Digitale Medien werden zunehmend Bestandteil von Kindheiten. Aus diesem Grund wird der Einsatz digitaler Medien verstärkt auch für das Feld der Kindertageseinrichtungen als relevant diskutiert. Empirisch lässt sich jedoch zeigen, dass pädagogische Fachkräfte häufig Beharrungs- und Bewahrtendenzen zum Thema Digitalisierung und digitaler Mediennutzung aufweisen. Digitalisierung ist zudem in der Ausbildung von Erzieher_innen aus Sicht von Fachschullehrkräften bisher nur wenig implementiert.

Laut Friedrichs-Liesenkötter (2020) zeigt sich bis heute für das Praxisfeld der Kindertageseinrichtungen, dass digitale Technologien primär „in der Administration, der Dokumentation der kindlichen Entwicklung und dem Austausch mit Eltern“ (Friedrichs-Liesenkötter 2020, S. 442) verwendet werden. Des Weiteren verweist Friedrichs-Liesenkötter (2016, 2018) im Hinblick auf eine Medienerziehung in Kindertageseinrichtungen darauf, dass der überwiegende Anteil der von ihr interviewten zukünftigen Erzieher_innen den Einsatz digitaler Medien in Kindertageseinrichtungen als nicht pädagogisch wertvoll einschätzt, was u. a. dadurch erklärt wird, dass ihre eigenen Kindheiten ohne Medien ruhiger verlaufen seien und sie ihre eigene Kindheit somit als medienfreie Räume romantisieren (vgl. Friedrichs-Liesenkötter 2018, S. 64 ff.). In diesem Zusammengang spricht sie von zwei verschiedenen Typen zukünftiger Erzieher_innen: Die Mehrheit der Auszubildenden gehört dem Typ 1 an, der „Kita als Schutzraum vor ‚schlechten‘ elektronischen Medien“ (Friedrichs-Liesenkötter 2018, S. 69) ansieht. Daneben gibt es einige wenige Auszubildende des Typs 2, die „Medienerziehung auch mit Einsatz digitaler Medien […] als Aufgabe der Kita“ (ebd.) verknüpfen. Interessant ist hierbei, dass auch die zukünftigen Erzieher_innen, die digitale Bildung als eine Aufgabe in Kindertageseinrichtungen ansehen, in der eigenen pädagogischen Praxis jedoch selbst kaum bis gar nicht medienpädagogisch tätig werden.

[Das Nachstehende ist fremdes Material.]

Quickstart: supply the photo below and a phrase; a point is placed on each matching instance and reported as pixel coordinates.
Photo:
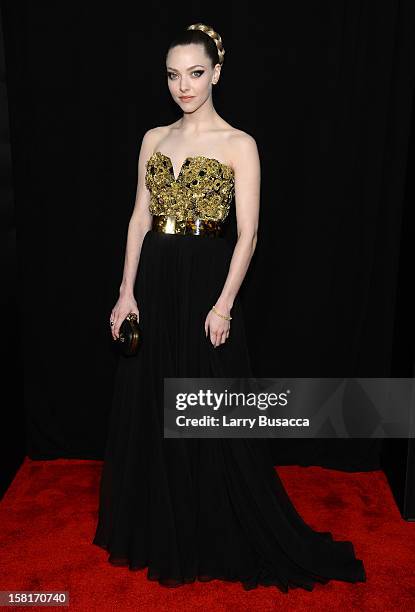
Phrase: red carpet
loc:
(47, 521)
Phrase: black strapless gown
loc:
(201, 509)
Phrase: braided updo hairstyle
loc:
(205, 35)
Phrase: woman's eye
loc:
(172, 75)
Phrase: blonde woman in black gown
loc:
(203, 509)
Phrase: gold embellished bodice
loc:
(203, 189)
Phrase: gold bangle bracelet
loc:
(221, 315)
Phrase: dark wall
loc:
(325, 88)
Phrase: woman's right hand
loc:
(124, 305)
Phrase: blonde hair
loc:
(213, 35)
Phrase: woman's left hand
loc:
(217, 327)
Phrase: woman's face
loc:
(190, 74)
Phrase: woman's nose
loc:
(184, 85)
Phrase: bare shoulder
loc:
(155, 133)
(243, 147)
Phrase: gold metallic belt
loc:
(169, 224)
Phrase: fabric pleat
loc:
(198, 509)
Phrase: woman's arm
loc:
(141, 218)
(247, 195)
(247, 169)
(140, 223)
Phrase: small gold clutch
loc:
(129, 335)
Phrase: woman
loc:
(197, 508)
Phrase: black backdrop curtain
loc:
(326, 89)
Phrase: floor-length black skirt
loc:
(204, 508)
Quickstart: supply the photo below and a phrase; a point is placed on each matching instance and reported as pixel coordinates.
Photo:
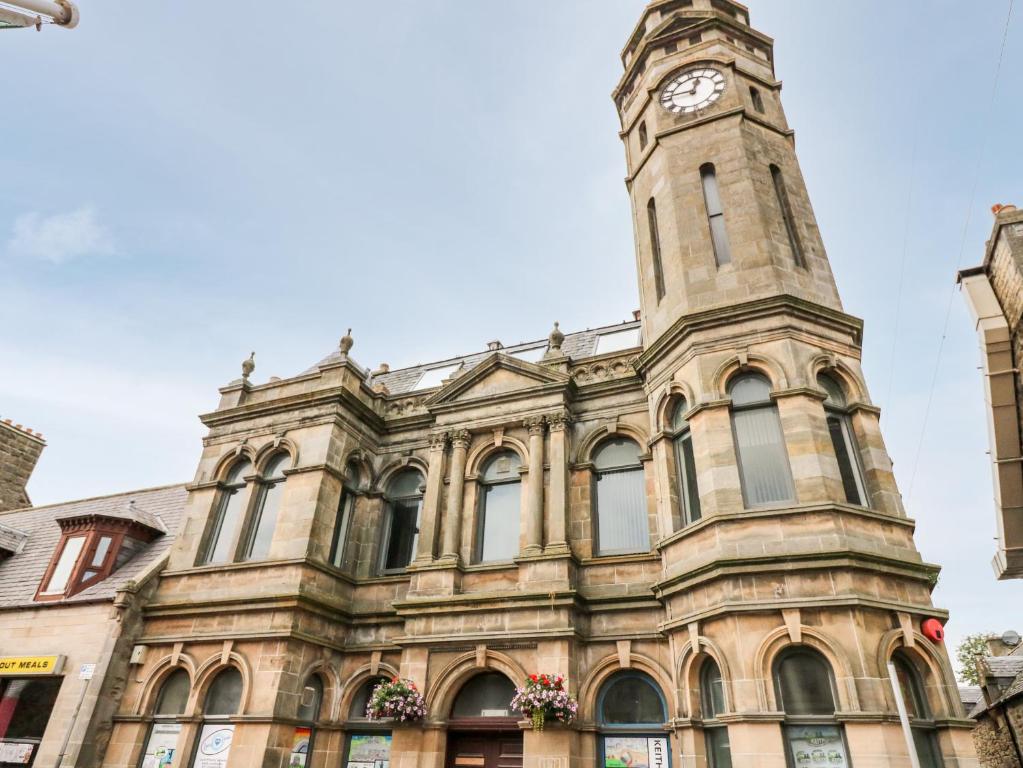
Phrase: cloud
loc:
(59, 237)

Demnach scheint eine fachliche Offenheit dem Thema Digitalisierung gegenüber noch kein Garant dafür, dass Digitalisierungsprozesse in der konkreten Kitapraxis fachlich aufgegriffen bzw. aktiv integriert werden (vgl. Friedrichs-Liesenkötter 2018, S. 70). Eine bewahrpädagogische Haltung bzw. fachliche Zurückhaltung auf professioneller Seite steht im Kontrast zu Studienerkenntnissen – hier seien exemplarisch die Studien „Kleinkinder und Medien 2014“ und „Familie, Interaktion, Medien 2016“ benannt – die darauf verweisen, dass Kinder von frühester Kindheit an mit Medien konfrontiert werden und zum Teil bereits selbst Besitzer_innen digitaler Medien und Endgeräte sind (vgl. mpfs 2015, 2017). Folglich stehen die rekonstruierte Abwehrhaltung bzw. fehlende fachliche Berücksichtigung seitens pädagogischer Fachkräfte im Kontext Kita wachsenden Anforderungen entgegen, digitale Bildung nicht mehr nur ausschließlich in und für Schulen zu fordern, sondern das Thema Digitalisierung auch in Kindertageseinrichtungen aufzugreifen (vgl. u. a. Eder und Roboom 2016; Kutscher und Schäfer-Biermann 2018; Lepold und Ullmann 2018).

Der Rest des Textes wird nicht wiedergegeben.